Page 68 - Efsane
P. 68
Başını yukarı aşağı salladı. Sonra sanki bir şey hatırlamışçasına sağa sola
sallamaya başladı. “Hayır,” dedi.
“Evine gitmene yardım etmemi ister misin?"
"Evim yok.”
"Yok mu? Ailen nerede?”
Yine başını salladı. Bir of çekip kanvas çantamı yere bıraktım ve ona elimi
uzattım. "Hadi,” dedim, "bacaklarının enfeksiyon kapmasını istemezsin. Onları
temizleyelim, sonra istediğin yere gidebilirsin. Sana yiyeceğimden de veririm.
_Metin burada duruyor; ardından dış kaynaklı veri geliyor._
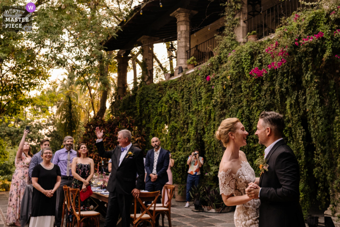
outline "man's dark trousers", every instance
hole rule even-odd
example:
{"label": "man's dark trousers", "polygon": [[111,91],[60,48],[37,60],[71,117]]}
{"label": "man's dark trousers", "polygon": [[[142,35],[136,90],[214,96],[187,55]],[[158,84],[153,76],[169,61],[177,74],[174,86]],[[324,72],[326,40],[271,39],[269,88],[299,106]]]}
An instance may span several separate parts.
{"label": "man's dark trousers", "polygon": [[133,199],[131,194],[118,194],[116,190],[113,192],[110,192],[104,227],[116,227],[119,214],[121,217],[122,227],[129,227],[130,208],[129,205],[132,203]]}

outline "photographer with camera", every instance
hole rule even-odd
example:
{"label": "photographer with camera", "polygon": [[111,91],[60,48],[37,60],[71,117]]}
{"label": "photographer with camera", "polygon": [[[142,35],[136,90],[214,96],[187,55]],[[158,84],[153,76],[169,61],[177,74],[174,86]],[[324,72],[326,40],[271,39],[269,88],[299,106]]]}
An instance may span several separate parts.
{"label": "photographer with camera", "polygon": [[190,190],[195,185],[197,187],[200,181],[201,167],[203,165],[203,157],[199,156],[200,151],[198,149],[194,150],[191,155],[189,156],[187,163],[189,165],[189,170],[187,179],[187,203],[185,207],[189,207],[190,201]]}

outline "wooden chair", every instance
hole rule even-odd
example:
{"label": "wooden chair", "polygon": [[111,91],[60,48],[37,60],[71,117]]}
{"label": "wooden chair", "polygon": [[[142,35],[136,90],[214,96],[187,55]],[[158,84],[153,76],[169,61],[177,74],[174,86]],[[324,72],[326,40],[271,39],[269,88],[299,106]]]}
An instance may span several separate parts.
{"label": "wooden chair", "polygon": [[[152,227],[154,227],[155,222],[155,212],[157,199],[159,196],[160,191],[152,192],[140,192],[138,198],[135,198],[135,213],[131,214],[130,217],[132,219],[134,227],[136,227],[141,222],[146,221],[151,224]],[[152,203],[147,208],[143,202],[152,201]],[[137,203],[140,204],[142,213],[136,213]],[[139,206],[139,205],[138,205]],[[150,210],[153,207],[153,211],[152,213]]]}
{"label": "wooden chair", "polygon": [[[100,213],[98,212],[94,211],[92,210],[89,210],[87,211],[80,211],[80,196],[79,195],[79,190],[78,189],[69,189],[69,197],[70,199],[72,200],[72,209],[73,209],[73,214],[74,215],[74,218],[73,218],[73,221],[72,222],[72,226],[74,226],[74,222],[76,221],[76,219],[77,219],[77,226],[78,227],[80,227],[80,224],[83,222],[84,219],[86,218],[90,218],[93,219],[96,224],[95,226],[99,227],[99,219],[101,216]],[[76,198],[78,196],[78,204],[76,204]],[[76,206],[78,206],[78,212],[77,213],[76,211]]]}
{"label": "wooden chair", "polygon": [[[165,184],[165,185],[164,185],[164,187],[163,187],[163,196],[162,196],[162,203],[156,203],[156,207],[167,207],[168,204],[169,203],[169,201],[170,200],[170,199],[169,199],[169,196],[168,197],[168,201],[167,201],[167,202],[166,203],[165,201],[164,201],[164,200],[165,199],[165,195],[166,194],[166,193],[165,192],[165,188],[166,185],[172,185],[172,184]],[[173,190],[174,190],[174,189]],[[173,190],[172,190],[173,192]],[[172,193],[172,194],[173,194],[173,193]],[[171,199],[172,199],[172,198],[171,198]]]}
{"label": "wooden chair", "polygon": [[[63,214],[61,221],[61,227],[63,227],[64,224],[64,218],[65,217],[65,214],[68,213],[70,211],[71,203],[69,198],[69,188],[67,185],[63,186],[63,190],[64,190],[64,194],[65,197],[64,198],[64,203],[63,203]],[[65,206],[66,205],[66,206]],[[65,211],[67,210],[66,212]],[[66,227],[71,227],[72,223],[66,223]]]}
{"label": "wooden chair", "polygon": [[164,186],[164,189],[163,191],[163,198],[165,197],[166,193],[168,195],[169,199],[166,204],[164,204],[164,200],[162,199],[162,207],[155,207],[152,208],[150,210],[154,212],[156,211],[156,216],[157,215],[162,215],[162,226],[164,227],[164,216],[167,215],[168,221],[169,223],[169,227],[171,227],[171,201],[173,196],[173,192],[175,186],[169,184],[166,184]]}

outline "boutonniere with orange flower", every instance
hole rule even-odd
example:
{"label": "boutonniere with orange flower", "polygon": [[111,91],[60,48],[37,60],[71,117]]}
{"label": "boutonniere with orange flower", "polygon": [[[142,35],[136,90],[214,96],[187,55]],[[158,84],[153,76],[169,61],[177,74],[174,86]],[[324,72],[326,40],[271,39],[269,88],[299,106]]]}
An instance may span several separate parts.
{"label": "boutonniere with orange flower", "polygon": [[260,176],[262,174],[264,173],[265,171],[268,171],[268,167],[269,165],[267,164],[267,160],[265,158],[259,157],[255,161],[255,164],[258,165],[258,168],[261,170],[261,173],[260,174]]}
{"label": "boutonniere with orange flower", "polygon": [[132,156],[133,156],[134,155],[135,155],[135,154],[133,153],[131,151],[129,151],[129,152],[128,152],[127,156],[126,156],[126,157],[125,157],[125,158],[127,158],[129,157],[131,157],[130,158],[132,158]]}

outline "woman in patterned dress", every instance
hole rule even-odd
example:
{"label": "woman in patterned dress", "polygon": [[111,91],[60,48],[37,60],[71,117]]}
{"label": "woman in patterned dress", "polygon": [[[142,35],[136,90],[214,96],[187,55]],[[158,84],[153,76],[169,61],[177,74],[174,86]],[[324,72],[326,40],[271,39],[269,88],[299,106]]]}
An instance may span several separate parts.
{"label": "woman in patterned dress", "polygon": [[[90,184],[90,181],[94,174],[94,162],[93,159],[87,157],[87,149],[85,143],[82,143],[78,146],[78,157],[73,158],[72,165],[72,175],[73,181],[72,187],[86,192],[86,187]],[[78,204],[79,196],[76,198],[76,204]],[[80,201],[80,210],[89,210],[90,203],[88,198]],[[76,206],[78,211],[78,206]]]}
{"label": "woman in patterned dress", "polygon": [[234,215],[236,227],[258,227],[260,200],[249,198],[245,189],[248,184],[258,184],[259,178],[255,177],[245,155],[239,150],[247,145],[248,135],[236,118],[223,121],[216,133],[216,138],[226,148],[220,164],[220,191],[226,205],[236,205]]}
{"label": "woman in patterned dress", "polygon": [[16,170],[12,177],[11,189],[8,197],[8,207],[6,222],[9,225],[20,225],[20,207],[24,191],[27,184],[32,182],[28,175],[28,168],[31,162],[32,153],[31,146],[25,141],[29,130],[24,131],[24,135],[19,144],[19,149],[17,152],[15,165]]}

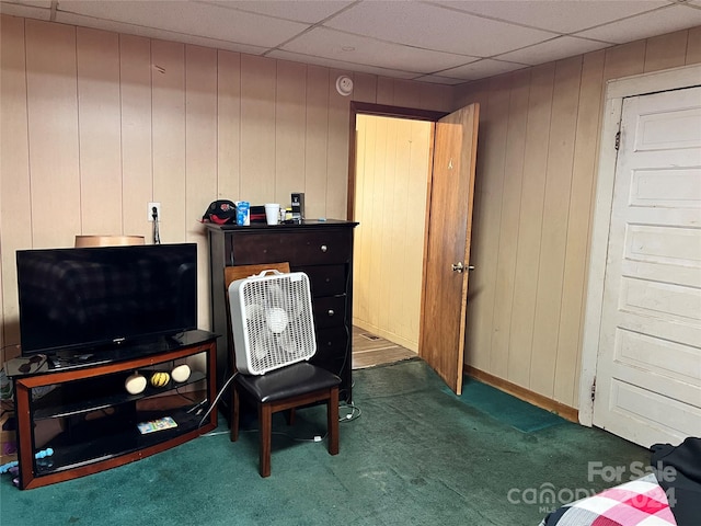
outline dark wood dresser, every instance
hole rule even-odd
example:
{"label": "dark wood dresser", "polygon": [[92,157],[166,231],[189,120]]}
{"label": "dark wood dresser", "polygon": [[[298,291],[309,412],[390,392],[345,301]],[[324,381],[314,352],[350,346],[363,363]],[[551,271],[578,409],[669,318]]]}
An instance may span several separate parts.
{"label": "dark wood dresser", "polygon": [[206,225],[211,330],[221,334],[217,341],[217,390],[232,370],[225,266],[289,262],[291,272],[304,272],[310,281],[317,331],[317,354],[311,362],[338,375],[340,398],[352,401],[353,229],[357,225],[334,219],[301,225]]}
İyi bir anlaşma, değil mi?”
Elini vermesi uzun sürdü. "Tamam,” diye fısıldadı, sesi o kadar yumuşak
çıkmıştı ki zor duyabildim.
O gece arka sokağında bir çift eski sandalyesi ve yırtılmış bir koltuğu bulunan
bir tefeci dükkânının dışında kamp yaptık. Kızın dizlerini bir bardan çaldığım
alkolle temizledim, çığlık atıp dikkatleri üzerimize çekmemesi için bir paçavrayı
ısırdı. Yaralarına baktığım zaman dışında ona yaklaşmama izin vermedi. Elim
yanlışlıkla saçına veya koluna değdiğinde sanki kaynar su değmişçesine
irkiliyordu. Sonunda onunla konuşmaya çalışmaktan vazgeçtim. Koltuğu ona
verdim, ben de bluzumu yastık yapıp kaldırımda rahat etmeye çalıştım.
“Sabah ayrılmak istersen gidebilirsin," dedim. “Beni uyandırmak ya da hoşça kal
demek zorunda falan değilsin." Göz kapaklarım ağırlaşıyordu ama o tamamen
uyanık duruyordu, ben uykuya dalarken bile gözlerini kırpmadan bana bakmayı
sürdürdü.
Sabah olduğunda hâlâ oradaydı. Çöpleri karıştırırken, eski kıyafet ya da
yenebilecek yemek artıklarını ayıklarken beni takip ediyordu. Ona gitmesini
söylemeye çalıştım. Ona bağırmayı bile denedim. Onu birkaç kere ağlatmama
rağmen, arkamı döndüğümde hep oradaydı, yakın bir mesafeden beni takip
ediyordu.
İki gece sonra kendi yaktığımız ateşin etrafında otururken sonunda benimle
konuştu. "Adım Tess,” diye fısıldadı. Sonra da tepkimi görmek istercesine
yüzümü incelemeye başladı.
Sadece omuz silktim. "İyi," dedim.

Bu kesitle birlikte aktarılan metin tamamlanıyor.